A Decade of Environmental Research
"Love Canal helped put RTI on the map"
The 1970s were a fertile time for environmental research at RTI. In 1973, the Environmental Protection Agency hired the Institute to collect and analyze suspected carcinogens and mutagens in the atmosphere. In the course of their research, RTI chemists developed the first-ever methods to simultaneously identify hundreds of volatile organic compounds in effluents and ambient air, in minute traces measured in mere parts per trillion. Three years later, seeking traces of three toxic substances in the atmosphere surrounding an Arkansas chemical plant, RTI scientists identified a soil fumigant, dibromochloropropane, that was determined to cause sterility in men (in later testing, workers at the plant were found to have low or nonexistent sperm counts).
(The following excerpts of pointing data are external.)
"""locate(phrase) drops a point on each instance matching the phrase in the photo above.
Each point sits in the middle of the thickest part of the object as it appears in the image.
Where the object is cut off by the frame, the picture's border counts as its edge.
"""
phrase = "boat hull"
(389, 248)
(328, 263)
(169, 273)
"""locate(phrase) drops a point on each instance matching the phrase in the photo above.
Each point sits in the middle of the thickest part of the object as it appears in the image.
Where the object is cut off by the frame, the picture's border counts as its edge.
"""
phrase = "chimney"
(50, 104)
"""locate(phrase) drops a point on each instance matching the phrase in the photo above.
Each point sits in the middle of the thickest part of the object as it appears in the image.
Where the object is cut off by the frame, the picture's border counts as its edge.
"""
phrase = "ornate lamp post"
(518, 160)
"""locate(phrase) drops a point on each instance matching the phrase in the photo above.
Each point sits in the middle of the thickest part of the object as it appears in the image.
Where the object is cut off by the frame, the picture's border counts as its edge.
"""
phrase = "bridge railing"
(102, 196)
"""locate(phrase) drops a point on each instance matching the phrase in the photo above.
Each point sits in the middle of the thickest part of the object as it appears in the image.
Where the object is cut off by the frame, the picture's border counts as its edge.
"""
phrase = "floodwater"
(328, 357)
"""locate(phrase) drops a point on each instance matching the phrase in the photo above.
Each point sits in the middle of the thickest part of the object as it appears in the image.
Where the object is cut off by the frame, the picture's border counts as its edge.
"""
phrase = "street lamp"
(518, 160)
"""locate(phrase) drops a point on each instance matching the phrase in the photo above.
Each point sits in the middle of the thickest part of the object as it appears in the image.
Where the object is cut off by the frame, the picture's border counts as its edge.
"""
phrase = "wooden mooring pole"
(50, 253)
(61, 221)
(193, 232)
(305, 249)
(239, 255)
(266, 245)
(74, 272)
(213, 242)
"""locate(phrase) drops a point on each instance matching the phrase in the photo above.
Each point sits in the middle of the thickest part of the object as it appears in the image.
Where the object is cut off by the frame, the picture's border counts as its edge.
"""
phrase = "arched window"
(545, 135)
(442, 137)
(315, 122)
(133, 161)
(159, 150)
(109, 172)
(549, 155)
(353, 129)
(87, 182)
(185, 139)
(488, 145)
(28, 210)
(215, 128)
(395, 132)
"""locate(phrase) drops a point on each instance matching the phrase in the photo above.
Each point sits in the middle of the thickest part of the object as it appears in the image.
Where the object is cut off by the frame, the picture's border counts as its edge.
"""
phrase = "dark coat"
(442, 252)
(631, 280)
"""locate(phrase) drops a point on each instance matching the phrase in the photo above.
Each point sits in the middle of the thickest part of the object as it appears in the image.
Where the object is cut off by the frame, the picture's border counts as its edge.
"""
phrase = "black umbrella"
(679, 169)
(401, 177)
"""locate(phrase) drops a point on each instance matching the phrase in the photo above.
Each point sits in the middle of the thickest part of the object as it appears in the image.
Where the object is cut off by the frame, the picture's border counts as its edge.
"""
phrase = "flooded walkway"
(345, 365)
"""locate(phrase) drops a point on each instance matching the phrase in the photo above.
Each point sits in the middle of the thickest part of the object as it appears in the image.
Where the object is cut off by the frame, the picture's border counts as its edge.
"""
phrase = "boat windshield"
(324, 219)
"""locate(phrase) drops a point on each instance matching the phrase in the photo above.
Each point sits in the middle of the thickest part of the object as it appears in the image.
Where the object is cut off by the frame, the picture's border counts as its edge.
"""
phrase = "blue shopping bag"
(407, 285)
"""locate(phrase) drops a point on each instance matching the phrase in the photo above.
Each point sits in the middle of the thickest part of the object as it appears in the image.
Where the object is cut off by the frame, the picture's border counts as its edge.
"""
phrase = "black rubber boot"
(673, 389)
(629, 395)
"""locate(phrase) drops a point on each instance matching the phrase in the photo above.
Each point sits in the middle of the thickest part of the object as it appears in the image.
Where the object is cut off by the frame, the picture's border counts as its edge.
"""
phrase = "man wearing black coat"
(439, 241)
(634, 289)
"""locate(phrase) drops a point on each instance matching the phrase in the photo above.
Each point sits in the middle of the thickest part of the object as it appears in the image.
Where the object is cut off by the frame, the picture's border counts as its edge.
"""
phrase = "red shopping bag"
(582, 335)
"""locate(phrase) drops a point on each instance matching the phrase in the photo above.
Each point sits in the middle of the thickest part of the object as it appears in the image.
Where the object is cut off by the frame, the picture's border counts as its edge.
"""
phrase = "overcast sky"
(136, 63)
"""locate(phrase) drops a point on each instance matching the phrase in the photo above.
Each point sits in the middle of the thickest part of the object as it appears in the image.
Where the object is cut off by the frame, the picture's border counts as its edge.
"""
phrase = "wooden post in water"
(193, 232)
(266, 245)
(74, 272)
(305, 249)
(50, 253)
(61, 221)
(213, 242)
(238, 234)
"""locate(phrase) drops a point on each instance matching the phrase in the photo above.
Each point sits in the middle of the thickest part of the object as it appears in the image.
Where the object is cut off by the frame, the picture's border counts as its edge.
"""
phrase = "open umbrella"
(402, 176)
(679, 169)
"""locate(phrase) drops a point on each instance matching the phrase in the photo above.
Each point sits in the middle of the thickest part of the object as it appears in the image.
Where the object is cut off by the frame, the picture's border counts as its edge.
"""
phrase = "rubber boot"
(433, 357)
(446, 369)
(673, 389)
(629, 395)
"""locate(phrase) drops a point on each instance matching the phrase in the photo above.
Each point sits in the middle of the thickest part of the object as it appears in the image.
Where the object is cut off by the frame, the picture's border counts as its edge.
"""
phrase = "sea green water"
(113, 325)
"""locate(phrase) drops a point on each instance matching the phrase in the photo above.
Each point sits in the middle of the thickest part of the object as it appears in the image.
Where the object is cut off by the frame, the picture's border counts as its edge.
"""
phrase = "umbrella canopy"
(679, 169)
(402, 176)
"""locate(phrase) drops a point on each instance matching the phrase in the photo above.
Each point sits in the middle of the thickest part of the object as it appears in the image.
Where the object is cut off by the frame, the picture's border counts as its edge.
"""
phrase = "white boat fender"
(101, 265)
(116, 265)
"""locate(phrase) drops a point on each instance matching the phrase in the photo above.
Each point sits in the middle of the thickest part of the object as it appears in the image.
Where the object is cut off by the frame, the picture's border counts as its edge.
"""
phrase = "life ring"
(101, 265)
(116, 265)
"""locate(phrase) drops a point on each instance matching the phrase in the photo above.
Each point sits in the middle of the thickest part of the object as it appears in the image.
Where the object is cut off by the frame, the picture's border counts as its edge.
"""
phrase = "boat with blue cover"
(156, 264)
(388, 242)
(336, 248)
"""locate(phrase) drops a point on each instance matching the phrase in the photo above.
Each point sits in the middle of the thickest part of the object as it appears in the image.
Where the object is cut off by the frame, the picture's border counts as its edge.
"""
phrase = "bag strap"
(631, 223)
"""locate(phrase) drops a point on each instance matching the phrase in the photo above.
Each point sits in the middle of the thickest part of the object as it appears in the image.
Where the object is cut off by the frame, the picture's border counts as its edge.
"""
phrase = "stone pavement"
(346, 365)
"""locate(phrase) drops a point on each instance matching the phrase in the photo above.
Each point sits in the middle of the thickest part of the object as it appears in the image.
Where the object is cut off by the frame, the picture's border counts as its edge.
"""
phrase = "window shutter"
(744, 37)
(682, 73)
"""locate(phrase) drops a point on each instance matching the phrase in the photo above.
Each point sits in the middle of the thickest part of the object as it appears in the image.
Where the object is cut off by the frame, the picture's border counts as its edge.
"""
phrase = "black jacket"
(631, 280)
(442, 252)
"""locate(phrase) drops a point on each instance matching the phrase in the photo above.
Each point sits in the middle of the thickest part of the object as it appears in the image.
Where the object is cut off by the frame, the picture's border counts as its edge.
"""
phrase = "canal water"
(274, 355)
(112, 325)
With this kind of success, it's no surprise that the end of the 1970s ushered in a remarkable series of quality-of-life projects at RTI. In February 1978, Institute researchers traveled to Niagara Falls, New York, where residents were complaining about strange odors in their homes. The RTI team had discovered Love Canal, one of the worst (and most intensively publicized) environmental disasters in American history. "Love Canal was extremely important to the history of the institute, putting it on the map for much additional environmental research," said former RTI board chairman William Little.
The EPA now became a major client, granting RTI a contract to operate the Asbestos Information Hotline, part of an EPA program addressing asbestos contamination in public schools. (Human exposure to airborne fibers of asbestos, ubiquitous in building materials like ceiling tiles and insulation, has been linked to lung cancer, asbestosis, and mesothelioma.) RTI's development of the first nationally accepted methodology for testing the presence of asbestos in building materials guided numerous EPA projects to investigate the efficacy of asbestos sampling, and the Institute's analytical techniques were used at the hundreds of asbestos-testing labs that had sprung up across the country.
Later in 1978, the EPA once again hired RTI to study the range of pollutants produced by different industries, such as the benzene emissions generated by the production of agricultural chemicals. In another study, this time for the chemical company Monsanto, RTI researchers measured the levels of aldicarb (a type of pesticide) in wells on Long Island, New York. And yet a third RTI project tested levels of strontium 90–a radioactive isotope present in the fallout from nuclear explosions–in milk, another subject of national concern.